13th Feb 2023 17:26
(Alliance News) - FRP Advisory Group PLC will be able to cope with an earnings fall due to its chunky cash position, according to Liberum.
Liberum maintained FRP's "buy" rating, with a target price of 170.0 pence from 185.0 pence in December.
Shares in the London-based business advisory firm closed 5.8% lower at 137.50 pence each in London on Monday.
FRP on Monday said it expects to see a rise in insolvencies in the UK as companies continue to suffer from inflation and increased costs of borrowing.
Turning to its own business results, the company said that, for the nine months to January 31, it expects revenue and adjusted earnings before interest, tax, depreciation and amortisation to be "broadly" in line with the consensus for financial year 2023.
"As a result of the mix of work being weighted towards lower margin liquidation activity and uncertainty around the timing of deal closures, we leave revenue estimates unchanged at GBP100 million and GBP105 million in FY 23 and FY 24, but reduce profits," Liberum analysts James Allen and Nick Anderson said.

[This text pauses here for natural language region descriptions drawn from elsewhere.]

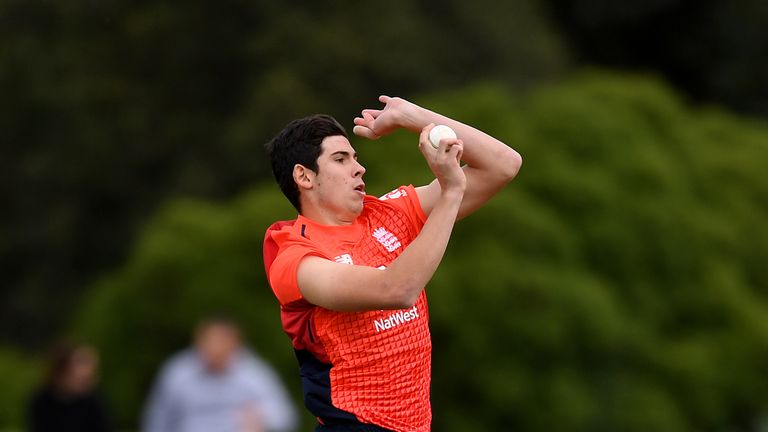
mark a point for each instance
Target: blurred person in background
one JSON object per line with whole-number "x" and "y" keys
{"x": 218, "y": 385}
{"x": 68, "y": 400}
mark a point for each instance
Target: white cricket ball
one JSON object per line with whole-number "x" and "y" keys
{"x": 440, "y": 132}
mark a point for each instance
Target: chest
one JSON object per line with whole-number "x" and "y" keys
{"x": 380, "y": 238}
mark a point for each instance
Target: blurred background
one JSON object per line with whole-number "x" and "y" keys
{"x": 618, "y": 284}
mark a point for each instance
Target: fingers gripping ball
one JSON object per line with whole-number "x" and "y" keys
{"x": 440, "y": 132}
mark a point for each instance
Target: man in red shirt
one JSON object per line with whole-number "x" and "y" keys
{"x": 350, "y": 271}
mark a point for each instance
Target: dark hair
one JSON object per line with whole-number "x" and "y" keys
{"x": 300, "y": 143}
{"x": 60, "y": 360}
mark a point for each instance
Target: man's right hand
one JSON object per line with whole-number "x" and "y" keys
{"x": 444, "y": 161}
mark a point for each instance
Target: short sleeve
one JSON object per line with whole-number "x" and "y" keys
{"x": 406, "y": 199}
{"x": 282, "y": 273}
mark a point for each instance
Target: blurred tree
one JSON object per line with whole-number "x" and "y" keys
{"x": 617, "y": 284}
{"x": 713, "y": 50}
{"x": 113, "y": 107}
{"x": 21, "y": 373}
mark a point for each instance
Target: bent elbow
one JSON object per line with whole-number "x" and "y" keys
{"x": 403, "y": 297}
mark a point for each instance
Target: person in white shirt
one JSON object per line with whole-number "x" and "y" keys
{"x": 218, "y": 385}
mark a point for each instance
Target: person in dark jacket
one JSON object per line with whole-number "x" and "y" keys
{"x": 68, "y": 400}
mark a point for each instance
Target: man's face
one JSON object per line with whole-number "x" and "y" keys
{"x": 339, "y": 183}
{"x": 217, "y": 345}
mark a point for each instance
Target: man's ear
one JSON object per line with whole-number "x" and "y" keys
{"x": 303, "y": 176}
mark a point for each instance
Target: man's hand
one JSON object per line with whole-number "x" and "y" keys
{"x": 444, "y": 161}
{"x": 397, "y": 113}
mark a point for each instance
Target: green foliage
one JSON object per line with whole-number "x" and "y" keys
{"x": 111, "y": 108}
{"x": 617, "y": 284}
{"x": 20, "y": 376}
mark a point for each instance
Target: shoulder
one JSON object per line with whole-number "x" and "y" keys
{"x": 404, "y": 200}
{"x": 180, "y": 365}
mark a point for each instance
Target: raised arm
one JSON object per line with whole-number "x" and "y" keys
{"x": 490, "y": 164}
{"x": 338, "y": 286}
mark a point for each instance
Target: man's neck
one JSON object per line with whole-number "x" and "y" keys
{"x": 326, "y": 217}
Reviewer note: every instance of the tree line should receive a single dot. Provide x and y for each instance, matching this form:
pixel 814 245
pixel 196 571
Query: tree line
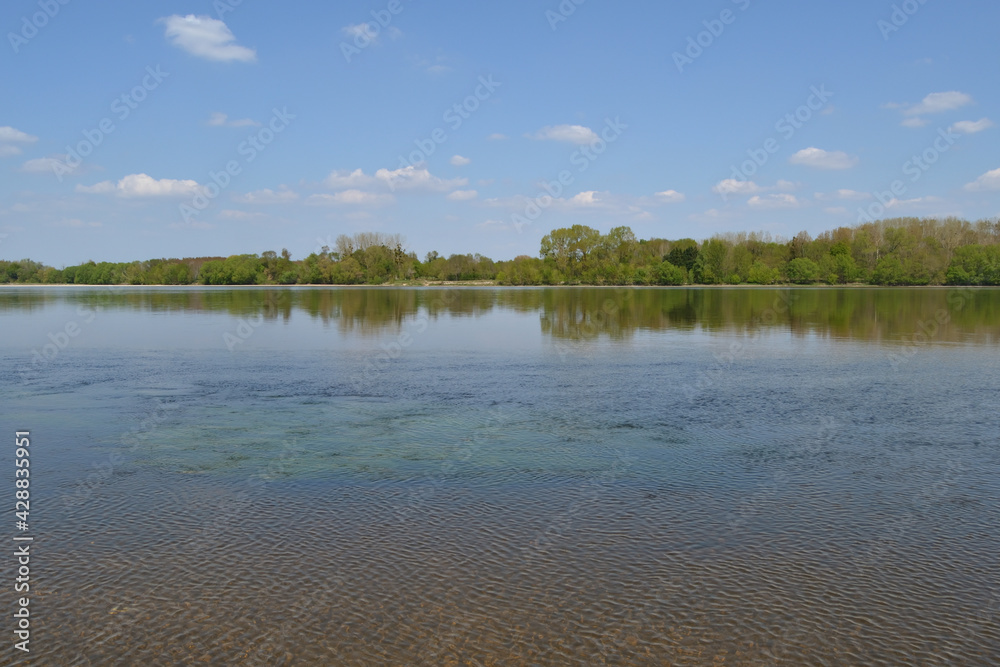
pixel 900 251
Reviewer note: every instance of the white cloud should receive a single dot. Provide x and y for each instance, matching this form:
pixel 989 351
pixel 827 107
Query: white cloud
pixel 904 203
pixel 731 186
pixel 843 193
pixel 463 195
pixel 48 165
pixel 232 214
pixel 102 188
pixel 588 198
pixel 205 37
pixel 670 196
pixel 972 127
pixel 938 103
pixel 774 201
pixel 361 30
pixel 988 181
pixel 574 134
pixel 218 119
pixel 141 185
pixel 412 178
pixel 10 135
pixel 821 159
pixel 343 179
pixel 267 196
pixel 494 224
pixel 351 198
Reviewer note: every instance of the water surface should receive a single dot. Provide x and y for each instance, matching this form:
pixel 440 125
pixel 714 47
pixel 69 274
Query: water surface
pixel 510 476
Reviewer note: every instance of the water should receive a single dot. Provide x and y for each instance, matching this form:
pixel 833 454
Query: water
pixel 486 477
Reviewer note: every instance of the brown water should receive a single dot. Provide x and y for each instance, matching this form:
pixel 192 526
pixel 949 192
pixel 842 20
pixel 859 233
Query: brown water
pixel 690 477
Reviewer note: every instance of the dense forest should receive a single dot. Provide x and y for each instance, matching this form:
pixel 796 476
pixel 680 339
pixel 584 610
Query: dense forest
pixel 901 251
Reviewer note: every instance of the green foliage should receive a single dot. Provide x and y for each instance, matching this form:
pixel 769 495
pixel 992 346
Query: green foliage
pixel 802 271
pixel 903 251
pixel 668 274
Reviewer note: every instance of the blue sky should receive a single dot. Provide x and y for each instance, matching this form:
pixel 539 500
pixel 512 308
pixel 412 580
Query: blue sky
pixel 167 129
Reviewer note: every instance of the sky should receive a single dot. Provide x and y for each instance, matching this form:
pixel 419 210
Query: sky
pixel 211 128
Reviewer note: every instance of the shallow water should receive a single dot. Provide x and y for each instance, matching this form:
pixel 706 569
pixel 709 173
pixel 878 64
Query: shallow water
pixel 502 477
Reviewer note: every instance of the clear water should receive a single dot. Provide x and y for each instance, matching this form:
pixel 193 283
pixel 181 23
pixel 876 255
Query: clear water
pixel 501 477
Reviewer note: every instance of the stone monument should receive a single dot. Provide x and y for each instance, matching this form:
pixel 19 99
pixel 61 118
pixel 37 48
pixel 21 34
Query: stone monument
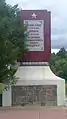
pixel 36 82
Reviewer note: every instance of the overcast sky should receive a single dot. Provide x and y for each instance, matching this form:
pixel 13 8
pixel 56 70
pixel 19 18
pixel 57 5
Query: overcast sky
pixel 58 9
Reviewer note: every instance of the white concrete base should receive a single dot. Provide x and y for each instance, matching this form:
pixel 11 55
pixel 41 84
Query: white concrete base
pixel 37 75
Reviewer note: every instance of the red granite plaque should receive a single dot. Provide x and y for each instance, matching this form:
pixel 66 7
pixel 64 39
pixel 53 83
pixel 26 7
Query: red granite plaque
pixel 38 24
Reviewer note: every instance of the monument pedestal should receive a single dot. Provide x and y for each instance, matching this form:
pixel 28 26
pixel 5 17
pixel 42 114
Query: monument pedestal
pixel 37 83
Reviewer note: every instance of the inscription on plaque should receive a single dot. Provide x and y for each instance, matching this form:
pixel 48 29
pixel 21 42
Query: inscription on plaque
pixel 34 94
pixel 35 29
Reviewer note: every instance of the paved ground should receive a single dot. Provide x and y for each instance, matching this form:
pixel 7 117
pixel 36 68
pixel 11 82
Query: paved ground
pixel 40 113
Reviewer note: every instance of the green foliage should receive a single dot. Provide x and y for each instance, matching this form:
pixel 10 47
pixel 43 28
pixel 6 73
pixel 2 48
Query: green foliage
pixel 58 63
pixel 12 41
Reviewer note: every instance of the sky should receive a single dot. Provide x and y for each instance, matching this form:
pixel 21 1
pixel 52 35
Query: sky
pixel 58 10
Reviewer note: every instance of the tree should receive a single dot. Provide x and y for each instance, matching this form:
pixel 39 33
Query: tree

FRP said it anticipates more activity in the higher-value restructuring and administration market in 2023, but noted that volumes are yet to recover to pre-Covid levels.
"We retain our positive view on the shares and expect the company to benefit from increased restructuring demand in 2023," the Liberum analysts said.
Liberum said FRP is one of the firm's "most able to withstand" a fall in earnings, due to "its strong net cash position".
FRP back in December reported net cash of GBP21.0 million at October 31, doubling from GBP9.2 million the year prior
FRP noted it has "seen an increase in the number of liquidation mandates in line with the widely reported increase in the overall number of insolvencies for companies during 2022".
In 2022, total insolvencies in England & Wales rose by 57% to 22,109 from 14,059 in 2021, the UK government's Insolvency Service said at the end of January. Administrations increased 55% to 1,231 from 796.
Chief Executive Officer Geoff Rowley said: "The restructuring team is well positioned to service the expected increase in demand and has proven itself to be resilient during a period when troubled UK businesses have been supported by government backed loans, other sources of liquidity and support."
The company will release its results for the financial year to April 30 in mid-May.